A perfect fit for Women's Month, the acclaimed documentary won the Special Jury Prize at Hot Docs, North America's most important documentary festival, as well as awards at FESPACO, Luxor African Film Festival, and Jozi Film Festival, where it was also the opening night film, like it was at Encounters.
The Hot Docs jury praised Whispering Truth To Power for "its timely portrait of a bad-ass public servant who uses her office for good at a pivotal moment in South African politics".
With exclusive, behind-the-scenes access, Whispering Truth To Power charts the final year in office of South Africa's anti-corruption champion as she attempts to seek justice for ordinary people.
After successfully challenging then president Jacob Zuma for illegal use of state funds, Madonsela now had to face the biggest challenge of her career: investigating - in the face of protests, death threats and legal challenges - the alleged systematic takeover of government by a private family in cahoots with the president.
But while Madonsela herself is inspiring, the story Whispering Truth To Power has to tell is sobering for South Africans.

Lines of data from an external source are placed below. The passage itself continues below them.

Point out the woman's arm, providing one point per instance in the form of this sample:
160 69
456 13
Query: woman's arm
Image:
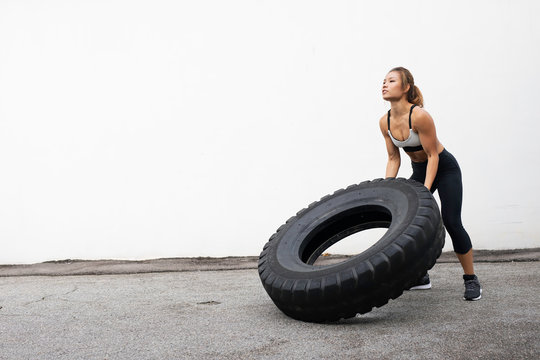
394 159
425 127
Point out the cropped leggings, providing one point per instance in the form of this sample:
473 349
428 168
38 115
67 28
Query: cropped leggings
450 188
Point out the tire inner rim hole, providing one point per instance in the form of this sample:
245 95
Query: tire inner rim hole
341 226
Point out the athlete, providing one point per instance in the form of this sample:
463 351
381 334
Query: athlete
408 126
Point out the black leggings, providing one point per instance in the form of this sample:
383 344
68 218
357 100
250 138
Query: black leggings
448 182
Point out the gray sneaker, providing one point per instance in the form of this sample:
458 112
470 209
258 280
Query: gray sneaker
473 290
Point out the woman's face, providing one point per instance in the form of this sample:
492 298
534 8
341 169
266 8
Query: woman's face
392 86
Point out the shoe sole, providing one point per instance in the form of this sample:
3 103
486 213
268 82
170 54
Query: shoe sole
474 299
421 287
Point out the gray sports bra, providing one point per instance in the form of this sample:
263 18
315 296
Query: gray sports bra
412 143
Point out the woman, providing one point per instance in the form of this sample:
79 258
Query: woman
407 125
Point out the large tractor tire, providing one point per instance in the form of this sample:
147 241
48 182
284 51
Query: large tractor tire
409 248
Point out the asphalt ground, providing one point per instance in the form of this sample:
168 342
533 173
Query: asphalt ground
226 314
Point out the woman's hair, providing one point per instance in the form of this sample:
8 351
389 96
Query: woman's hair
414 96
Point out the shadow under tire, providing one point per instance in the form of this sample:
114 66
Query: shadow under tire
411 245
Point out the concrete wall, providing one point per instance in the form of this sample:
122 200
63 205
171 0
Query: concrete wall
142 129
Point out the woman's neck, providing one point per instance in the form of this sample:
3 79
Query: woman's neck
400 107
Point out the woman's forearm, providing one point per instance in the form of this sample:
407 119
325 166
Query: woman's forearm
392 168
431 171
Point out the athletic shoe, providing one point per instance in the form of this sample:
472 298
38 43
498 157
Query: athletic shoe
423 284
473 290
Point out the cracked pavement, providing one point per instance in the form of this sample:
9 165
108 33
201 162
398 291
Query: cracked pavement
227 315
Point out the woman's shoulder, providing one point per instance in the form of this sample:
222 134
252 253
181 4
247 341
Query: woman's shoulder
383 123
420 117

"In other countries, people don't know who the ombudsman is," said her son Wantu early in the documentary, after complaining good-naturedly about how hard it was for him to have a normal conversation about Liverpool versus Manchester United without someone bringing up his mother.
"If the government is doing their job properly, then the ombudsman is not this celebrated figure who is fighting the good fight, because there shouldn't be that fight."
While Whispering Truth To Power is partly a gripping tale of Madonsela versus Zuma, the Guptas, and a ticking clock, it's also an intimate look at her life as a single, working mother of two adult children, and the generational tensions that currently exist in the country.
At the time of the documentary, Madonsela's daughter Wenzile was a student at the University of Pretoria, a member of the EFF's student structures, and clearly had a different view of South Africa's political priorities to that of her mother.